Esteban IX duró poco. Una serie de enfermedades se cebaron en él y falleció en marzo de 1058. Sintiéndose morir, ordenó a los cardenales y a los ciudadanos de Roma que no eligieran un nuevo papa hasta que regresara Hildebrando de Alemania. Pero los acontecimientos se precipitaron. La nobleza romana, enemiga del Imperio, vio en la sucesión de Esteban IX una oportunidad para asestar un nuevo golpe a los intereses del emperador y, encabezada por los condes de Túsculo y de Galeria, entronizó a Juan Mincio, obispo de Velletri, con el nombre de Benedicto X, a quien el cardenal de Ostia se negó a consagrar. Entretanto, regresó de Alemania Hildebrando, quien, sin duda de acuerdo con la emperatriz regente, designó como papa a Gerardo, obispo de Florencia, que con el apoyo de Godofredo, duque de Lorena Y marqués de Toscana, hermano del fallecido Esteban IX, Y del canciller imperial Guiberto de Parma, logró expulsar a Benedicto X y entrar triunfalmente en Roma, donde fue consagrado en enero de 1059 con el nombre de Nicolás II.

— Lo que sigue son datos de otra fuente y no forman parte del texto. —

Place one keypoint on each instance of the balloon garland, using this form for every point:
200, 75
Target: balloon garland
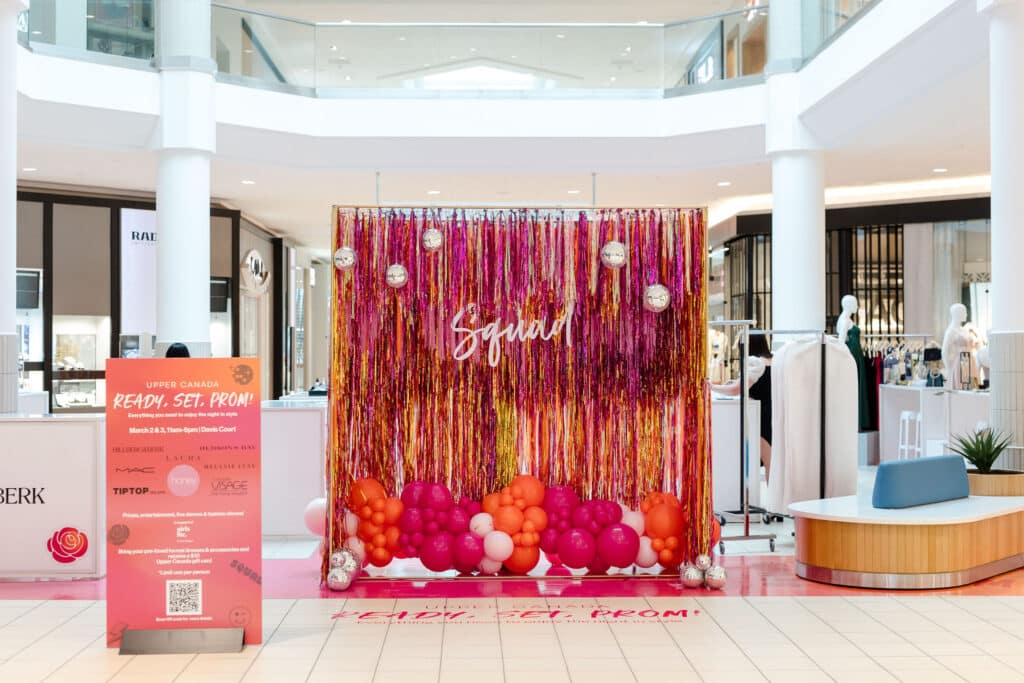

El cardenal Humberto, que había sido ratificado como consejero papal, estaba empeñado en dejar a la Iglesia en una posición hegemónica y para ello era imprescindible acabar con los terribles enfrentamientos que se producían cada vez que debía ser elegido un nuevo pontífice. Hasta entonces los distintos papas, especialmente en los últimos cincuenta años, habían estado en manos del emperador o de la nobleza romana. A fin de poder ser manejados sin dificultad, habían sido elegidos pontífices hombres débiles, sin carácter, de moral dudosa y ánimo viciado. La sede pontificia se había convertido en un gigantesco burdel. Las prostitutas y cortesanas campaban a sus anchas por los palacios vaticanos, los papas mostraban públicamente a sus barraganas y los obispos y cardenales abusaban con absoluta impunidad de su poder en la Iglesia para colmar sus caprichos y los de sus amantes. El gran León IX había puesto freno a tanta inmoralidad y Víctor II, Esteban IX y el cardenal Humberto habían continuado la limpieza de la podredumbre. En abril de 1059 se convocó un concilio en Letrán en el que se aprobó, con la oposición de la corte germánica y de la nobleza romana, que para la elección de un nuevo papa se reunieran primero los cardenales-obispos, después los cardenales-clérigos y por último el resto del clero y del pueblo y que quedara a salvo el honor y respeto al emperador. Nicolás II promulgó el decreto redactado por Humberto en una bula, llamada In Nomine Domini, de manera solemne en la basílica de Letrán, considerada entonces como la catedral de Roma, en presencia de numerosos arzobispos, obispos, abades, presbíteros y diáconos.